KEY LARGO -- Following a months-long dispute with Gov. Rick Scott's office, the Key Largo Wastewater Board is welcoming back David Asdourian to fill the fifth seat on the dais.
The district has been down a board member since the Nov. 6 election, when attorneys for the governor's office said Asdourian's appointment by the board was no longer valid and a special election should be held.
That election was estimated to cost district ratepayers about $35,000, something no one on the board wanted.
The board then appealed to state Rep. Holly Raschein, R-Key Largo, to begin talking with Tallahassee leaders to push the appointment through.
"We had a wonderful conference call with the governor's chief of staff," Raschein said.
To validate the appointment, it took several emails and phone calls, Raschein said.
Board members Norm Higgins and Robby Majeska both lauded the work of Raschein, who the district also hopes to lean on to secure state grants.
Though it appears everything will go through for Asdourian, he is cautious about the appointment until he is back on the dais.
"Until we see something black and white from the governor, I want to be careful, but I've been assured by [board attorney Ray Giglio] that I'll be back on the board," Asdourian told the Free Press last week.
Asdourian was expected to take his seat during the board's Tuesday, Jan. 8, meeting, which took place after press time.
In a three-page letter to the district, Jesse Panuccio, Scott's general counsel, wrote that the appointment complies with the charter because the board attempted to get the vacancy on the election ballot.
Asdourian, who has lived in Key Largo since 1993, recently retired from AT&T, where he worked on aerial and underground cable installation.
In August, board member Susan Hammaker resigned her seat with two years left on her term.

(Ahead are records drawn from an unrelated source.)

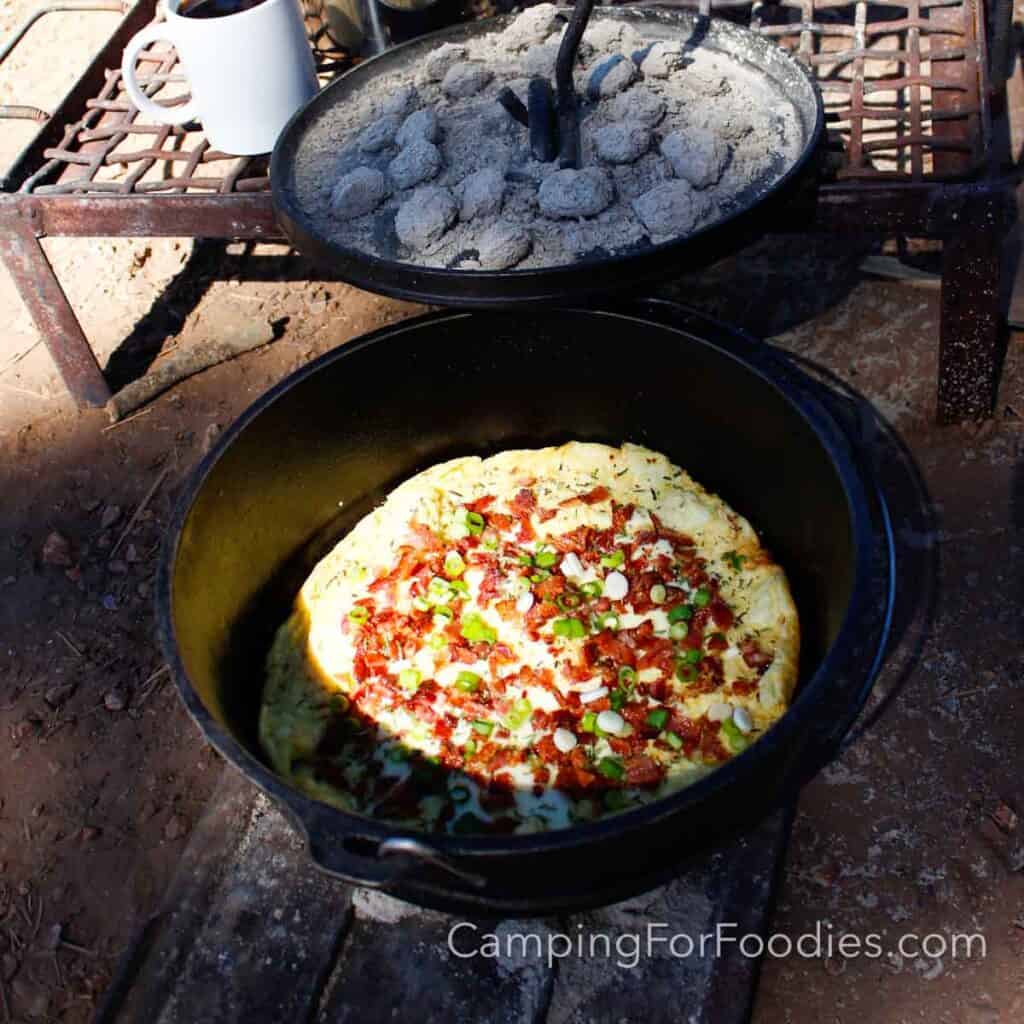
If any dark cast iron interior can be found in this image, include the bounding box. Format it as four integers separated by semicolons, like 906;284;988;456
158;311;873;913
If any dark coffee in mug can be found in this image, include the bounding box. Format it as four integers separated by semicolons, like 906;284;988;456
178;0;264;18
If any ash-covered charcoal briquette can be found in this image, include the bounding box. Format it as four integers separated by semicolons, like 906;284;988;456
355;114;401;153
537;167;615;219
608;85;667;128
522;43;558;78
394;185;459;252
381;84;420;118
296;4;802;270
587;53;637;99
387;138;443;189
640;41;686;78
423;43;467;82
459;167;506;221
594;121;650;164
394;106;441;145
441;60;495;99
331;167;387;220
476;220;532;270
633;181;707;239
662;128;729;188
500;3;560;50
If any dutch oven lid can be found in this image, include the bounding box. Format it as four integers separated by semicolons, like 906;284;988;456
270;7;824;308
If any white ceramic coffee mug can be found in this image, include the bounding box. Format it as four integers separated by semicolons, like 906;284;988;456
121;0;317;156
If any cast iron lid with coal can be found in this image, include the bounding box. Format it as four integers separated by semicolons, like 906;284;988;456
270;4;823;305
158;311;879;913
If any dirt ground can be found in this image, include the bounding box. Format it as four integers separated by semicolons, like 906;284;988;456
0;0;1024;1024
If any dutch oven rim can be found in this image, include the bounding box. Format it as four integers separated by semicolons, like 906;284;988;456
156;306;872;864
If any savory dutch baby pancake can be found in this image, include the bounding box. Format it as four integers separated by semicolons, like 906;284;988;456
260;442;800;834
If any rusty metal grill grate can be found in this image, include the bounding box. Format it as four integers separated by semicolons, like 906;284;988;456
4;0;989;196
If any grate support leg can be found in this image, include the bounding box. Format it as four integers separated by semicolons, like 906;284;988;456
0;212;111;408
938;193;1007;424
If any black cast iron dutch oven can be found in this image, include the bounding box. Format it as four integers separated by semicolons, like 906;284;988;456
158;311;885;914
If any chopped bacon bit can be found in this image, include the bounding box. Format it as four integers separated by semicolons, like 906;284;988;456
480;567;505;601
509;487;537;517
625;755;665;785
585;630;637;668
536;575;565;601
709;597;734;630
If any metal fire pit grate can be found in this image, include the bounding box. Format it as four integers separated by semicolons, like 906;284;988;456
4;0;990;196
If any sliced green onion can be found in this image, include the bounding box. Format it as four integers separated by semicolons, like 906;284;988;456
551;618;587;638
646;708;669;729
398;669;423;690
455;670;480;693
444;551;466;580
604;790;630;811
502;697;534;732
669;604;693;623
461;613;498;643
601;548;626;569
662;732;683;751
534;548;558;569
722;718;751;754
597;758;626;782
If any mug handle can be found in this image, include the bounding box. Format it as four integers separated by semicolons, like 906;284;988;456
121;23;199;125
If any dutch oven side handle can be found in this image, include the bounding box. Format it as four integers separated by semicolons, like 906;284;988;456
303;819;487;890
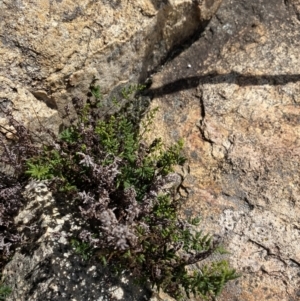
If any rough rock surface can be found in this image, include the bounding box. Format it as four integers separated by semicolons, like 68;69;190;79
0;0;222;116
3;182;151;301
145;0;300;301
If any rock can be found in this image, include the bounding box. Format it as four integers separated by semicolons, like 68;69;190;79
146;0;300;301
3;181;151;301
0;0;222;112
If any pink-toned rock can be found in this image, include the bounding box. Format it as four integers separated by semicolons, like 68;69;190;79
146;0;300;301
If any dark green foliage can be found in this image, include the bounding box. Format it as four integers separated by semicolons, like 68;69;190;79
0;85;237;300
0;274;12;301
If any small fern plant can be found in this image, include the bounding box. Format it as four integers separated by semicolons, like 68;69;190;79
4;85;238;300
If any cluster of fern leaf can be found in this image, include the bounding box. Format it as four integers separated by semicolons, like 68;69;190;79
0;87;237;300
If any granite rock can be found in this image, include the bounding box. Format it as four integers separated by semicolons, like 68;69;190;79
145;0;300;301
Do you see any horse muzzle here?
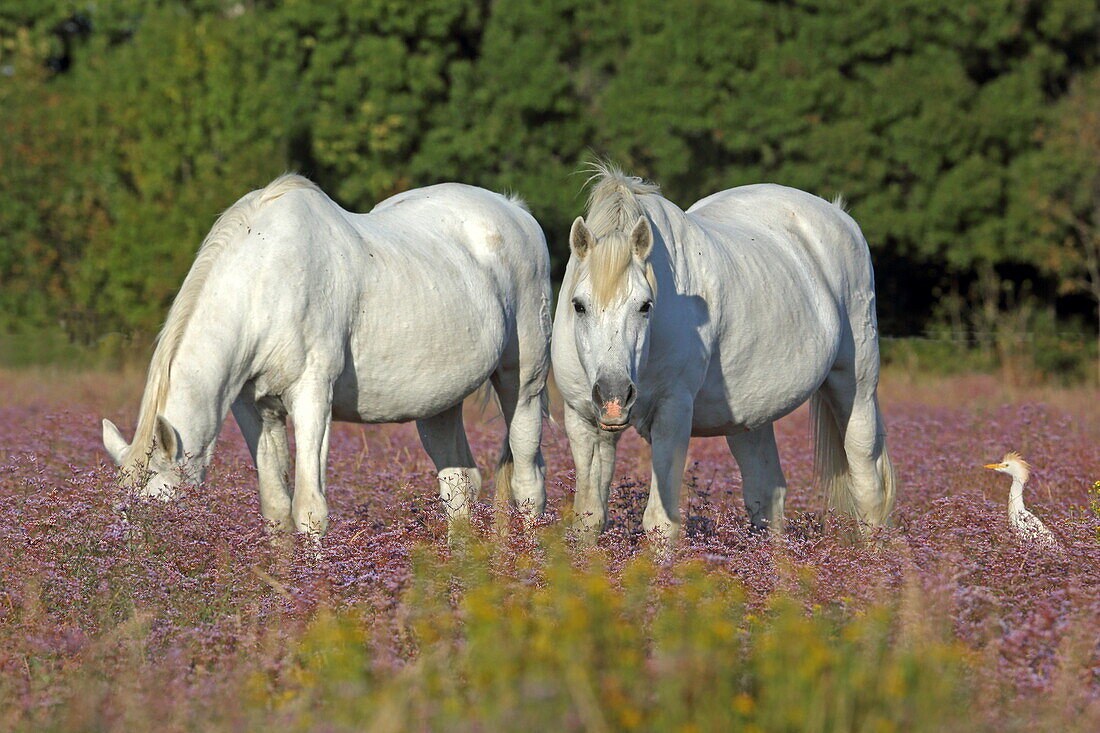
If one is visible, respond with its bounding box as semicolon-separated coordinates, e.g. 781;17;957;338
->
592;380;638;433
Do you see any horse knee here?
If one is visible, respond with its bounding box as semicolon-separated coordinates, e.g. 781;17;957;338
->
439;468;482;519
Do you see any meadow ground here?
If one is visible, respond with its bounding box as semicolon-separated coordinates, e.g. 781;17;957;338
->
0;370;1100;731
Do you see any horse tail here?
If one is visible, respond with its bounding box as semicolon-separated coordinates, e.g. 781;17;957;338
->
810;392;856;515
810;392;898;526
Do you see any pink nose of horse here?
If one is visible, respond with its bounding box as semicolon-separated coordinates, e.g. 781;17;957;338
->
592;382;638;430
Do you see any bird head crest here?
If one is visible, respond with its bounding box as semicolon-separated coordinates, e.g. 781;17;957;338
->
1001;450;1031;478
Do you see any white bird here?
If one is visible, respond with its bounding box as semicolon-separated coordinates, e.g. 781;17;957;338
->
986;450;1059;549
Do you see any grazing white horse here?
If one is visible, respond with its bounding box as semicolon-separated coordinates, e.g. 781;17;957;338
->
103;175;550;535
551;165;894;538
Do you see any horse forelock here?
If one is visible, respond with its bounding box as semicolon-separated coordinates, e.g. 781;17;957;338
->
584;161;661;305
122;174;320;470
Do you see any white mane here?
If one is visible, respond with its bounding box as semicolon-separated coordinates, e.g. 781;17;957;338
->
585;161;661;303
125;174;320;468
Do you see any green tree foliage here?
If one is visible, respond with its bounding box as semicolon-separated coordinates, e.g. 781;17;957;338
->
0;0;1100;343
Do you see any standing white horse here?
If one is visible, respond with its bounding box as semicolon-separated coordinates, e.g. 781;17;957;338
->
103;175;550;535
551;165;894;537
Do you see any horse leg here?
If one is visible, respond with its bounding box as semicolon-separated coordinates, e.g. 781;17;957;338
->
416;402;481;523
289;378;332;537
822;367;893;526
726;423;787;534
491;365;547;519
565;404;620;534
641;395;692;544
233;396;294;532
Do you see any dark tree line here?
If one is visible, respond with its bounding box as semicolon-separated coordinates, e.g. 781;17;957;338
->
0;0;1100;356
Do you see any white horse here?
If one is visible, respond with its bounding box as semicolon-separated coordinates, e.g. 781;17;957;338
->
103;175;550;535
551;165;894;538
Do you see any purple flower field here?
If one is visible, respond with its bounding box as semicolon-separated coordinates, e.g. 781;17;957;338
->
0;373;1100;729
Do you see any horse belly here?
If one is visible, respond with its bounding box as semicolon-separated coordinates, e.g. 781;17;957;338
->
692;310;839;436
332;290;507;423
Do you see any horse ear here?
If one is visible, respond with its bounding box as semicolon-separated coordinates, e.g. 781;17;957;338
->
569;217;596;260
630;217;653;260
103;417;130;466
154;415;183;460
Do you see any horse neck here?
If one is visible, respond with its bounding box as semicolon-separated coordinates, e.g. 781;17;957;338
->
164;305;248;466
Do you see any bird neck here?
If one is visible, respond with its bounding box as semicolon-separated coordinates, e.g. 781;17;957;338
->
1009;475;1024;512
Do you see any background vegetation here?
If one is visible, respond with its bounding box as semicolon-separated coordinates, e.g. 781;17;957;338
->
0;0;1100;375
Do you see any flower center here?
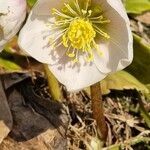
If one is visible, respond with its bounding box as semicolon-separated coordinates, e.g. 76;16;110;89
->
63;19;96;51
49;0;110;62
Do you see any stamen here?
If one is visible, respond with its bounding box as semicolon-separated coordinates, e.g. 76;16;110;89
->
93;25;110;39
48;0;110;63
92;20;110;24
52;8;72;19
74;0;82;15
64;4;78;16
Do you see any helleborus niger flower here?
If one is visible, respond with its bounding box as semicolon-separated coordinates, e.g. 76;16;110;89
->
19;0;133;91
0;0;26;51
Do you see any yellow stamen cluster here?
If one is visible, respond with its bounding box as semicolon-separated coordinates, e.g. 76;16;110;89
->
63;19;96;51
50;0;110;62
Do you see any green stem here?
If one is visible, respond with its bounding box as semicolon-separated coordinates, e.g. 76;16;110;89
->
91;82;108;141
44;64;62;101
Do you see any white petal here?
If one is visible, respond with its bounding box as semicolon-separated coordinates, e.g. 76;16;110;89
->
18;0;68;64
95;0;133;73
0;0;26;47
49;56;106;91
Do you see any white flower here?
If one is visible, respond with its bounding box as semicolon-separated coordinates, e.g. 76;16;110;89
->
19;0;133;91
0;0;26;51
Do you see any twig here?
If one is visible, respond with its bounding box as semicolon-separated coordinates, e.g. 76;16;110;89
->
91;82;108;141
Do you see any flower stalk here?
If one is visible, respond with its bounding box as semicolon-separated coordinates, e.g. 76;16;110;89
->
44;64;62;101
90;82;108;141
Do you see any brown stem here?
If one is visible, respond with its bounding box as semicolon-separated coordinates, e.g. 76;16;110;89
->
91;82;108;140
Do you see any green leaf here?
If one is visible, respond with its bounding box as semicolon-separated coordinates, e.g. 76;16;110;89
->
0;57;21;72
27;0;37;7
124;0;150;14
126;34;150;84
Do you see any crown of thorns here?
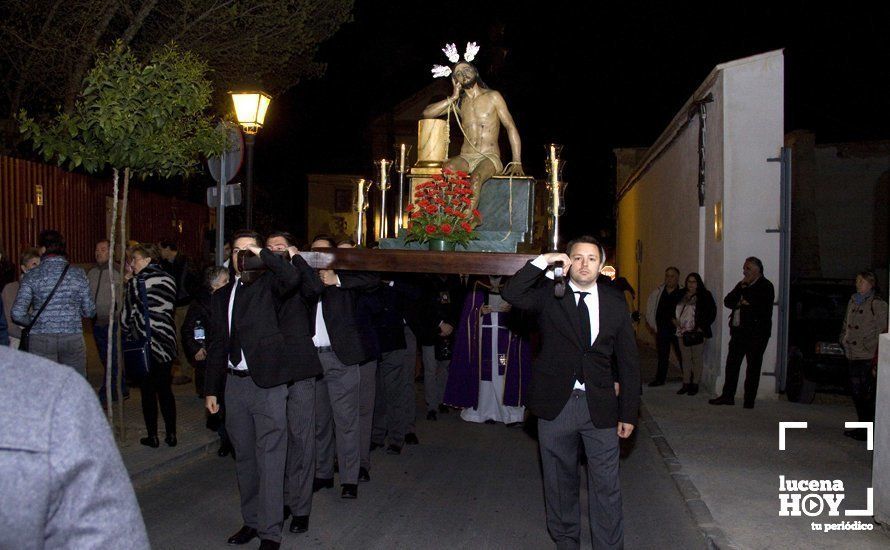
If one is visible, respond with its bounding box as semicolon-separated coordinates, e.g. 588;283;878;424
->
433;42;479;78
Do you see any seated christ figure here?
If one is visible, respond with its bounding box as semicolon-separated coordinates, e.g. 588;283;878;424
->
423;42;525;208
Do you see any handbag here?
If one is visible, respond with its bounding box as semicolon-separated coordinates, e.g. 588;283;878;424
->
121;280;151;382
683;330;705;348
19;264;71;351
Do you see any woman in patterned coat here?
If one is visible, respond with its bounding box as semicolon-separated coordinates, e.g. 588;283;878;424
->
121;244;176;447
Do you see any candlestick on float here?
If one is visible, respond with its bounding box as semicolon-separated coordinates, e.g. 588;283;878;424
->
374;159;392;239
355;178;372;246
544;143;567;251
395;143;411;233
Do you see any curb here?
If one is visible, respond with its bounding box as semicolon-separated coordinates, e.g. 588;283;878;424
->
640;404;740;550
130;437;219;490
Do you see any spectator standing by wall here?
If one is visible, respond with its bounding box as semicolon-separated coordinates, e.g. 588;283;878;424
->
840;271;887;441
12;229;96;377
121;244;177;448
2;248;40;349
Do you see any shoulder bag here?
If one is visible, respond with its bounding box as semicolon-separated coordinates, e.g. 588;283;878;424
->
19;263;71;351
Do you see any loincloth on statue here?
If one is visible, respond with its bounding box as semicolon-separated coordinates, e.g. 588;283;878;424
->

Hammaker purposely waited until after the county elections supervisor's Aug. 7 deadline to put her seat on the Nov. 6 ballot in hopes that the board would tap Steve Gibbs to fill her seat.
Gibbs expressed initial interest in an appointment, but later bowed out and won a seat on the board as the top vote-getter in the Nov. 6 election.
According to Panuccio, the entire controversy could have been averted.
"In any event, this situation could have been avoided if Ms. Hammaker had been advised to resign in advance of the Aug. 7 deadline," Panuccio wrote.